Exchange of information between the experienced members of the company through a messaging system (e-mails) is an efficient mean to implicate all persons to find a solution to an existing problem. In certain cases it’s even more appropriate than a conference call as it generates a written track of what’s being said. The collection of questions and responses constitutes a dossier that leads to making a point for a given pending issue. There is always an initiator of the issue who, based on the collected information, creates a conclusive document. Certain actions like taking a decision, implementing a solution or choosing a provider, are undertaken as a consequence of the process. Needless to say that a good written expression is essential.

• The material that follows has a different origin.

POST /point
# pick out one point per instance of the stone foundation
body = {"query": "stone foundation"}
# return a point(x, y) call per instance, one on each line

There are Information Systems and solutions dating as far as thirty years old. More than ten years old is a frequently encountered case. For certain solutions an editor (external provider of the solution) assures a regular update (modifications) for others the editor has vanished. Thus the company’s knowledge implemented into existing and running solutions is very hard to extract if through years of evolution and adjustments not enough effort has been done to assure an adequate and well written documentation. All reengineering programmes that aim at replacing the existing solutions are considered as ones of the most expensive investments that a company faces.
If a programmer writes as valuable comments as the lines of codes the bottom line will look lighter. With a tendency to automatically generate lines of codes a new type of a programmers is needed. The one who writes good sentences with subject, verb and object in appropriate places and with a clear idea in head that if there are two sentences the second must follow the first one.
On one of my assignments I indicated that a list of pending issues that gives items to be resolved was unintelligible. Project leaders with years of experience who wrote them would never pass the acceptance test if they applied for the company’s position.